我很奇怪安琪怎么一下子不那么热情了,那天晚上我不过没有让她从我身上占到便宜而已,难道没有获得情欲的宣泄,真的让自己内心郁闷到崩溃或者三天不理睬人的地步?但她和我上下级的关系没有变,公司的业务安琪还得要过问,这天早上高层例会,我进入会议室比较晚,抽完晨烟撒完晨尿后,发现若干高层加上安琪都已经各就各座。我向自己的位置走去,突然发现与我邻座的多出一个人来,面孔颇有几分相熟,却又不晓得在哪里见过,可以肯定的是,绝不是公司内部管理人员。安琪看到我脸上的疑云,待我甫一坐定便伸手介绍道:“刘总,这位是陈西南先生,你肯定认识的。”接着面向大家说,“这位陈先生是名牌大学毕业生,刚从国外留学回来,他将受聘为‘天成’广告公司副总经理一职,希望大家以后精诚协作,共同打造公司新的辉煌。”

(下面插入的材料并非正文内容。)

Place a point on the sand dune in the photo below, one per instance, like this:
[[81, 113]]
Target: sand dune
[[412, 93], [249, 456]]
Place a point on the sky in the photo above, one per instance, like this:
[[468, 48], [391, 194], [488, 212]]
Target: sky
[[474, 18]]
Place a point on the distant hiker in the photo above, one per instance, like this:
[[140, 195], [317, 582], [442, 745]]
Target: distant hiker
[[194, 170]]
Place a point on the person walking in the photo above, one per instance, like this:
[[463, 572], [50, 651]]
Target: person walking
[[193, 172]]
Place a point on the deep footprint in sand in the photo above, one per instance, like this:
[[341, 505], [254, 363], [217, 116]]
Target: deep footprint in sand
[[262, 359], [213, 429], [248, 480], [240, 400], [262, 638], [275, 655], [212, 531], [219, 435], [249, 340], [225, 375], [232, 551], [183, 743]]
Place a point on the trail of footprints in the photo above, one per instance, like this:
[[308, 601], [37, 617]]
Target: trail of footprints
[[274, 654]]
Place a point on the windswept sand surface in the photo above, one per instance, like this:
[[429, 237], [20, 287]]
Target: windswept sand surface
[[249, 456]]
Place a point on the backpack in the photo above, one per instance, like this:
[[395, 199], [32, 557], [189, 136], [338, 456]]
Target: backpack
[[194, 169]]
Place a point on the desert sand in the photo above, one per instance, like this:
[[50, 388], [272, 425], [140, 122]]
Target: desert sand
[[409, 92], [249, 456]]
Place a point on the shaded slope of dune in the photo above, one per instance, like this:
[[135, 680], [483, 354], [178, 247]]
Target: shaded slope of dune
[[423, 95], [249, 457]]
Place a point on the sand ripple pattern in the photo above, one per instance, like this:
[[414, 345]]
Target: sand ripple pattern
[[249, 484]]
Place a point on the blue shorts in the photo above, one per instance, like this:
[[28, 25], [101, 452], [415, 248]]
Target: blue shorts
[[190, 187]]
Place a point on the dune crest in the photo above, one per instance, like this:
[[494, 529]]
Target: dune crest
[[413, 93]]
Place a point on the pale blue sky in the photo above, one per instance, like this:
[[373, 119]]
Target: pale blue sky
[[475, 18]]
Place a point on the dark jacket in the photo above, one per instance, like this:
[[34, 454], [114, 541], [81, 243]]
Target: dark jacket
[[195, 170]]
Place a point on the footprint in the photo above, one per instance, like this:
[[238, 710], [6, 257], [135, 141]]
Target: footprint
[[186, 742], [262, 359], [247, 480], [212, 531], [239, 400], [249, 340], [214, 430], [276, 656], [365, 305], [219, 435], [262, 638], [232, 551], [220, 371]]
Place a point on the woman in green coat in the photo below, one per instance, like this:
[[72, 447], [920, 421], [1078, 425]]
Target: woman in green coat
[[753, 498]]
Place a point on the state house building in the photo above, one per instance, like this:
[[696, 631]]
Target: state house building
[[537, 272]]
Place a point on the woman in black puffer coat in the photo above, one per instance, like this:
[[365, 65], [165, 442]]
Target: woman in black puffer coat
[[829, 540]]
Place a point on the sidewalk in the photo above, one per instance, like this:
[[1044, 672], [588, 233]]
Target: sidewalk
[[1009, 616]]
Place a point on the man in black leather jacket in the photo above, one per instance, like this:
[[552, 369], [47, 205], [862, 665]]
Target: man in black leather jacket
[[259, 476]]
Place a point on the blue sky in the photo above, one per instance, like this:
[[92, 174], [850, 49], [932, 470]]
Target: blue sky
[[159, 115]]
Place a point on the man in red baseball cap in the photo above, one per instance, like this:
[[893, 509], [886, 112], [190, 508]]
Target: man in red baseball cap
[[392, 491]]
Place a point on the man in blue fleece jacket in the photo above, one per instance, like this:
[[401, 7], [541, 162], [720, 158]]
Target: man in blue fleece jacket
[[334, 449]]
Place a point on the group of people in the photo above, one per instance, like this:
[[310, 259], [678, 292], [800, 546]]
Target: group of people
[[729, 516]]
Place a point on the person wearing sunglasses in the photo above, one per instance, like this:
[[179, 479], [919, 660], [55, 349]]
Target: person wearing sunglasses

我想起来了,这个陈西南不就是当年那个追求安琪的某副校长之子吗,几年时间怎么长成这个样子?以前的小白脸被晒成黑黝黝的颜色,想必出的国不是南非就是北非吧;头发也没有以前茂盛,是不是在名牌大学里毕不了业费尽心思弄文凭所致?否则怎么好好的跑这儿来了。这其中或许有什么猫腻,安琪如此安排又事先未与我沟通,她一定生我没有跟她好的气,用一个脸蛋比我还黑,头发比我还少的旧追求者来刺激我,说真的,心里还真怪难受的,悔不该那晚故意挑逗她又弃她而去,缺乏起码的关怀女性生理状况的人道主义精神。
陈西南欠起身打了个招呼,我态度先前比较冷漠,看他站起来后个子也没我高,便很宽容的说:“坐、坐,欢迎陈总加入我们的公司,大家欢迎。”随后,掌声打破尴尬的场面急促而热烈的响起来。
掌声还没停下来,安琪便站起来匆匆离开会场,陈西南跟着出去,我伸出一只腿挡住他说:“陈总留下来,我们沟通一下工作吧。”
陈西南微笑道:“不必了,刘总,安董事长希望我每个月对公司业务进行系统的考核和总结,其他具体工作的事还是有劳刘总了。”说完,陈西南绕开我的腿轻松跨出门口。我站起来吸了一口痰,想吐在地上,一时又未找着纸篓,只得含混不清嘀咕了几句,谁也听不清。
安琪想架空我,我发现一旦跟她保持距离便失去对我的信任,想出安插这么一个人来公司的鬼主意。我不太在意她怎么弄,反正公司是她的,赚不到钱,我屁股一拍可以走人,亏不了我的老本。转过头一想,又觉得自己挺没职业道德的,不为公司考虑,也得为自己名誉打算,可不能消极怠工,那样就会走毕小剑的路子。看来,还是得与安琪沟通沟通。
可是。陈西南那小子怕是在安琪身边像狗一样护着她,承担生人勿近的重大责任,我也找不出合适的理由跟安琪来一番长夜彻谈,手里拿着她的电话不知当打与否。正在寻思,电话狠狠响了一声,我心里骂了句,妈的,吓死我!心中怨恨谁这么不知趣拨电话过来无事生非。一看号码,是内线。接过来后,话筒那边传来杨小四的声音。
“刘总,刘总,快救我命。”
“我能救你啥命,上班时间不好好防着小偷,跑哪装神弄鬼的?”
“刘总,你可要救我,这回我是真的在劫难逃了。”
“是不是玩女人被公安局逮着了?让你小子小心点别拈花惹草的,你就是不听。”
“刘总,别开玩笑了,我哪是那号子人。是我姐非逼着娶老婆,说我老大不小,该有个女人来照顾。你看我如何是好呢。”
“这有什么难办的,结呗,你姐还不是为了你好,早点娶老婆,你姐也省心,她就你这么个弟弟,够操心的,你小子还不遵从指示把事儿办了。”
“可是……”杨小四欲言又止道,“可我不喜欢那女的呀,原本处着就处着,一下子想到永远生活在一起,心里那个怕呀,反正就是不喜欢。”